Riomaggiore, the largest of the Cinque Terre’s five islands, is another area of the region. It is well-known for its wine and seafood. The region’s incredible Bosco, Albarola, and Vermentino grape varieties are used to make the well-known Sciacchetrà.
The city of Atrani is located next to Amalfi. With only 870 residents, it has the distinction of being Italy’s smallest community. That undoubtedly reduces the number of visitors to Atrani. Locations like the Church of the Immaculate Conception, Torre dello Ziro, Cave, and House of Masaniello are among those you could visit.

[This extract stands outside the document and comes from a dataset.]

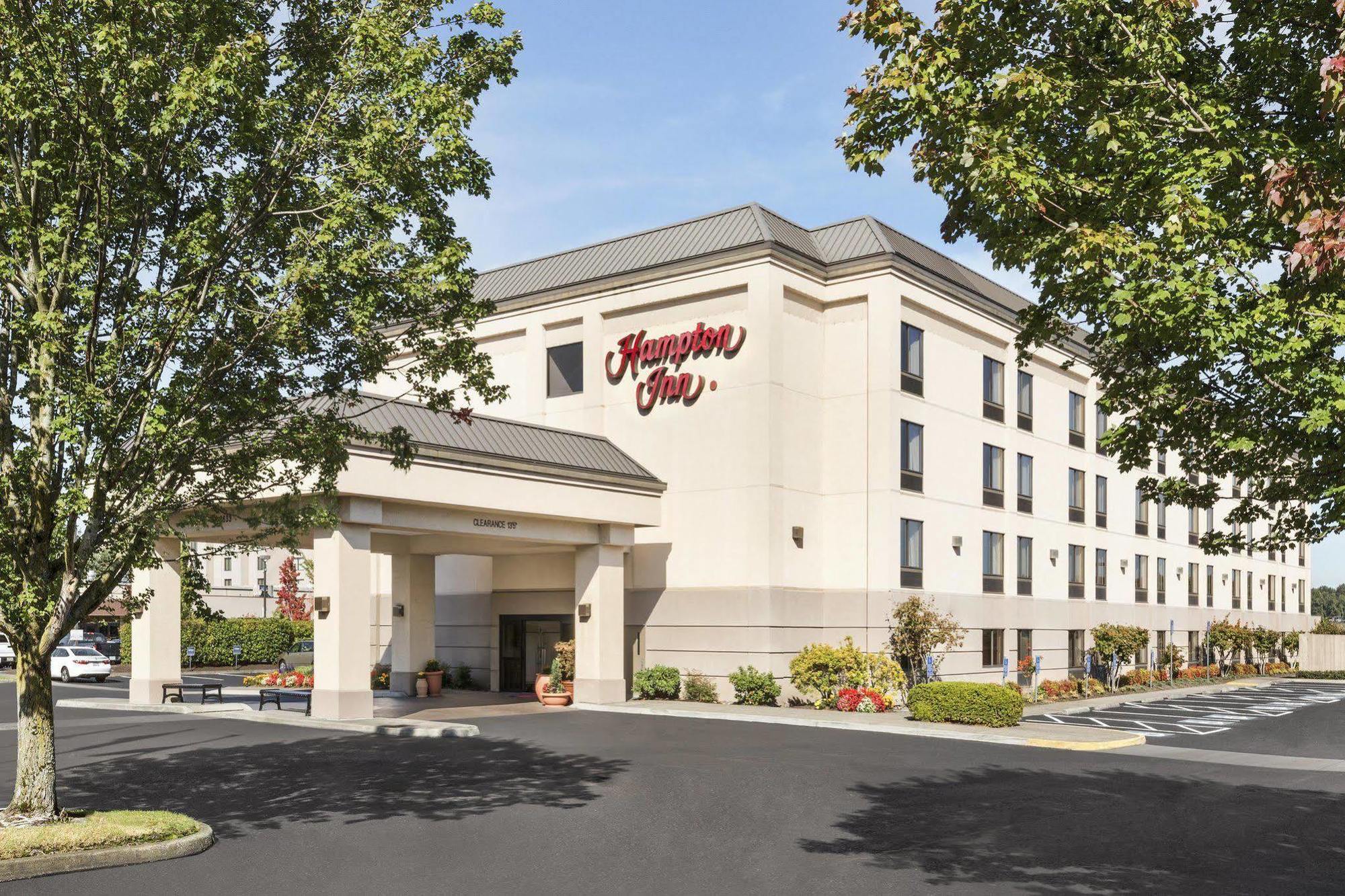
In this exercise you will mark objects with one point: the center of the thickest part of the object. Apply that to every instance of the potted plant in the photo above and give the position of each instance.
(553, 693)
(435, 677)
(566, 654)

The charming town of Cefalù, located in Sicily, wedged between mountains and the coast and only an hour’s drive east of Palermo, is small but well-liked, especially by travelers from other regions of Italy who come for the sun. Cefalù has fantastic restaurants and a vibrant nightlife scene in addition to its stunning beaches, especially during the summer when the city’s population triples.
The island of Capri gets its name from the herds of goats (called capra in Italian) that used to live there and was a popular holiday destination for Roman emperors. When German poet August Kopisch and artist Ernst Fries “discovered” the Grotta Azzurra in 1826, it became a symbol of the pastoral Romantic ideal due to its unmatched natural beauty.
Light refracts off a hidden opening in the cave, giving the water an amazing sapphire blue appearance. Now that the secret is out, Capri attracts large numbers of visitors, but the breathtaking beauty of the island makes the trip worthwhile.